In penning the History of Pugilism, one object has been our polestar—a desire on the one hand to avoid fulsome adulation, and, on the other, never to cast undeserved censure: to “nothing extenuate, nor set down aught in malice,” but to speak of men as they were, and as their actions proved them.

These remarks appear appropriate to a notice of John Jackson, inasmuch as, blinded by early prejudices, which no after information has tended to dispel, and imposed upon by the contemptible sophisms and paltry libels of lily-livered scribes, who “earn their dirty pay” by pandering to what they suppose the taste of the reading public, no small proportion of that public has taken it for granted that pugilism and blackguardism are synonymes. It is as an antidote to these slanderers that we pen a candid history of the boxers; and, taking the general habits of men of humble origin (elevated by their courage and bodily gifts to be the associates of those more fortunate in worldly position), we fearlessly maintain that the best of our boxers (we take no account of outsiders, inasmuch as they have no claim to the designation,) present as good samples of honesty, generosity of spirit, goodness of heart, and humanity, as an equal number of men of any class of society. But the manly art of self-defence—one of the most generous, noble, and national traits of the English character—has never lacked detractors. The mean-spirited, the treacherous, and the cruel can never be its admirers. But does it appear that the mind is debased from witnessing such public displays? would the usages of society be infringed upon if such exhibitions were legalised? Are the feelings of men so blunted from these specimens of hardihood and valour, as to prevent them from fulfilling those public situations in life which many are called upon to perform, with fidelity, justice, and reputation? We reply, no! and experience corroborates our assertion. Were it otherwise, we should admit pugilism to be a disgrace to the country where it is permitted, and boxers obnoxious to society.

The “great moralist,” Samuel Johnson, surely saw the rough side of pugilism in his day; yet we read in his works, “Courage is a quality so necessary for maintaining virtue, that it is always respected, even when found associated with vice.” Without accepting the corollary of the ponderous Doctor, himself—as in the case of the brewer’s servant in Fleet Street, and of Davies, the bookseller in Covent Garden—a practical exponent of the ars pugnandi, we are ready to appeal to the readers of these pages, whether courage of the highest order, in the case of the leading pugilists, is not associated with forbearance, humanity, and active benevolence?

One of the most respected public characters in the early part of this century, whose patriotic attention to the preservation and due administration of the laws; whose firmness in supporting, upon all occasions, the liberty of the subject; whose dignity and consistency of conduct in representing the first city in the world in Parliament; and who filled the office of Lord Mayor of London, with honour to himself, and advantage to his fellow citizens, was an ardent and firm patron of pugilism, and “a friend” of John Jackson. We allude to Harvey Christian Coombe, Esq., whose name never suffered the slightest tarnish from his patronage of the Old English custom of boxing in the early part of his life; but, through a long and distinguished career, proved his pretensions so clearly to the character of a real Englishman, an honest citizen, and an independent senator, that in 1816 he was returned a fourth time as member for the City of London.

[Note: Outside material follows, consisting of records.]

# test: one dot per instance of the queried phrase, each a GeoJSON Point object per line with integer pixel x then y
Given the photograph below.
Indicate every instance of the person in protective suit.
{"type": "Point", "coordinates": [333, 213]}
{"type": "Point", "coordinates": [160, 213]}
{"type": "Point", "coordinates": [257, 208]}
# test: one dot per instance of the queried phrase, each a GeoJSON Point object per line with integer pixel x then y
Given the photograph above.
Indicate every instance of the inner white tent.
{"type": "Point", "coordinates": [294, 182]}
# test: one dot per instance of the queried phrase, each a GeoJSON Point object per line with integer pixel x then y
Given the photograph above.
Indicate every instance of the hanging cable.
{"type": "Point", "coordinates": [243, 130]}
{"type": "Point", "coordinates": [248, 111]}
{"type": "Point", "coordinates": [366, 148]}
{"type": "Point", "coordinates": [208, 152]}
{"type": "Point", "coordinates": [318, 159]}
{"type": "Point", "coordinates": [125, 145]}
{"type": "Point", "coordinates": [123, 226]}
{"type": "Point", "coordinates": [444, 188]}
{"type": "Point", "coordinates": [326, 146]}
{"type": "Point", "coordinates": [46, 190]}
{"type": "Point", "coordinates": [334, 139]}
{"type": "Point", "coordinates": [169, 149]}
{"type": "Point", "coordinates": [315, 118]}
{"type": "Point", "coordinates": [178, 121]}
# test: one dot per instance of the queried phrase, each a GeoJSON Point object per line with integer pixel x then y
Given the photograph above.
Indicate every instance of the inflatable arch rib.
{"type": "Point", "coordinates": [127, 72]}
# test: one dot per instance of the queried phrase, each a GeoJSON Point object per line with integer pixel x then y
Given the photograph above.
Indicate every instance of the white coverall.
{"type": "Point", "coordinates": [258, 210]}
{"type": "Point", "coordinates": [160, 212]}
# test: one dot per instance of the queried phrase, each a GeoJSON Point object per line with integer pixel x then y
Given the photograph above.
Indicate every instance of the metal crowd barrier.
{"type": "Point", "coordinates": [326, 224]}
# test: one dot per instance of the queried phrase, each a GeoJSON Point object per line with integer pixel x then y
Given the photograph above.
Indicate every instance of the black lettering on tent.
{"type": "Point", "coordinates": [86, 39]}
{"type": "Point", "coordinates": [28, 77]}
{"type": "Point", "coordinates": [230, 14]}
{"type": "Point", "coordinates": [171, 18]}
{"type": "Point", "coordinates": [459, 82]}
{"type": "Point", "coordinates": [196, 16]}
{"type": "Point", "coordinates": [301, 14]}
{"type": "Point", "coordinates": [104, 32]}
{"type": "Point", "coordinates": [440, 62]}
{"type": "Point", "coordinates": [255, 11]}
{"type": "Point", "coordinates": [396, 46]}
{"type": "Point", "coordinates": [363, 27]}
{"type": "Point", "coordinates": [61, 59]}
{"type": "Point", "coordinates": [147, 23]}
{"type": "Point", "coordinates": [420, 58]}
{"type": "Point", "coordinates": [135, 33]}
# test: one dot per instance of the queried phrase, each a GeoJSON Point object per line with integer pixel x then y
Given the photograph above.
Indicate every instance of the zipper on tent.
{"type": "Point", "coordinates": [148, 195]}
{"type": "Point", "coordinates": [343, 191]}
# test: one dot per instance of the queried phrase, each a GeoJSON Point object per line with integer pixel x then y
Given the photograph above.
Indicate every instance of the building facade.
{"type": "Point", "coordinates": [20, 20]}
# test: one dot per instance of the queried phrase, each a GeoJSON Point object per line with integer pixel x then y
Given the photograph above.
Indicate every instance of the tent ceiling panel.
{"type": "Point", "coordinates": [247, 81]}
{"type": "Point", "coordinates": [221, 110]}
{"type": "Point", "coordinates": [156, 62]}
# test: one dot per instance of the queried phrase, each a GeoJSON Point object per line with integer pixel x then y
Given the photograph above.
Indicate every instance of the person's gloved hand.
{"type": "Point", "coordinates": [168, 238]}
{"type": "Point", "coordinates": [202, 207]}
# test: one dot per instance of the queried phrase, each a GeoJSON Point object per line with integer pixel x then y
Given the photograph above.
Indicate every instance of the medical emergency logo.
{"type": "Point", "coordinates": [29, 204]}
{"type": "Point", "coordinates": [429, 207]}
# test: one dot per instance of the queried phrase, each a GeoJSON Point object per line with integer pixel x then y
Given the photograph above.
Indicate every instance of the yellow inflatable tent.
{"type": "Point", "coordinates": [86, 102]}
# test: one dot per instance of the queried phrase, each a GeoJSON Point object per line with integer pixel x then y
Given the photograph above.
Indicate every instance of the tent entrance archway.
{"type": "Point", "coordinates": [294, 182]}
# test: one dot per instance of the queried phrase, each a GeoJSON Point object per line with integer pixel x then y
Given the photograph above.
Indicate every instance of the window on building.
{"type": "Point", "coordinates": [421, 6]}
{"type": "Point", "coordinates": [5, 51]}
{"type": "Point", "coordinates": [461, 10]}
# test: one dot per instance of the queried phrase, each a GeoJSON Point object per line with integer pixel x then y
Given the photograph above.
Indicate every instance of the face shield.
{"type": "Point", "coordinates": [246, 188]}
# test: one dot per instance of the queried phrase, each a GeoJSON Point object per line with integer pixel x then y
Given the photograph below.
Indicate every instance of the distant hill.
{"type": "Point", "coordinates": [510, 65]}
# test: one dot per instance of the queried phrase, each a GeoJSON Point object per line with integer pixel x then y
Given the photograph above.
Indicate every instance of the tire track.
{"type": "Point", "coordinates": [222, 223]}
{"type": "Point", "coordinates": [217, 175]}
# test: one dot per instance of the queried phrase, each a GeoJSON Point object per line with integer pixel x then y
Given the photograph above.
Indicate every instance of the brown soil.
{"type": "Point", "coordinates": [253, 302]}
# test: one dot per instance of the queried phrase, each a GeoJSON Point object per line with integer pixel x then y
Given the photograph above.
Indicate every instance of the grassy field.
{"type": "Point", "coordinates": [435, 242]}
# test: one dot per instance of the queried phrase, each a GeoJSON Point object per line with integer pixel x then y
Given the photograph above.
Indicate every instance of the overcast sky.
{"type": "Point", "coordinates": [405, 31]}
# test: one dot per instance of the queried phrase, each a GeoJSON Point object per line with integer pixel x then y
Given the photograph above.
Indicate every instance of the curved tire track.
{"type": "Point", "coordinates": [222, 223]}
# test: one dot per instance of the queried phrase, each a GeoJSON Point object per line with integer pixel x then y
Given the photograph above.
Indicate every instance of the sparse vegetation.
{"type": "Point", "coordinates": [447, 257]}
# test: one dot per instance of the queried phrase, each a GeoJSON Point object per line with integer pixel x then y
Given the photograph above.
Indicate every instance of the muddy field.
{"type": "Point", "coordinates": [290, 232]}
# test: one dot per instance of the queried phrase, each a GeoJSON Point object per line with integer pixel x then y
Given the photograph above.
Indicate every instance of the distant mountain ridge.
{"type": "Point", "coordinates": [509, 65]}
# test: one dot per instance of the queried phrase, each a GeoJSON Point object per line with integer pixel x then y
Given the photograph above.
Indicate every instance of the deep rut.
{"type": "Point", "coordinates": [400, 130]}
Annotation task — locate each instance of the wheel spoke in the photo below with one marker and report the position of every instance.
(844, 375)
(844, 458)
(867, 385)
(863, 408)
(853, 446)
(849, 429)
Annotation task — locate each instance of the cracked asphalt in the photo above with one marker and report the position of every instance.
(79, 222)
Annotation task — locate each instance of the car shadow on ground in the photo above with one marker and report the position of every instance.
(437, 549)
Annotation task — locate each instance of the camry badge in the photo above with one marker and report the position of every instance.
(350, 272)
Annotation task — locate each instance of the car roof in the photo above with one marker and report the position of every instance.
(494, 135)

Another member of the senate, whose enlightened mind, classical acquirements, and transcendent talents, shone at a time when wits and orators were rife in St. Stephen’s Chapel, was the friend of John Jackson, and of pugilism. To a mind stored with ancient and modern literature, conversant with popular recreations in all their gradations, from the rusticity of a cudgelling bout at a country fair to an assaut d’armes in the aristocratic fencing-school, the Right Hon. William Windham added a true English spirit of fair play, when he thus publicly declared his sentiments:—“A smart contest this, between Maddox and Richmond! Why are we to boast so much of the native valour of our troops, as shown at Talavera, at Vimiera, and at Maida, yet to discourage all the practices and habits which tend to keep alive the same sentiments and feelings?” The sentiments that filled the minds of three thousand spectators who witnessed those two pugilists were the same in kind as those which inspired the higher combatants on that occasion. It is the circumstances only in which they are displayed that make the difference.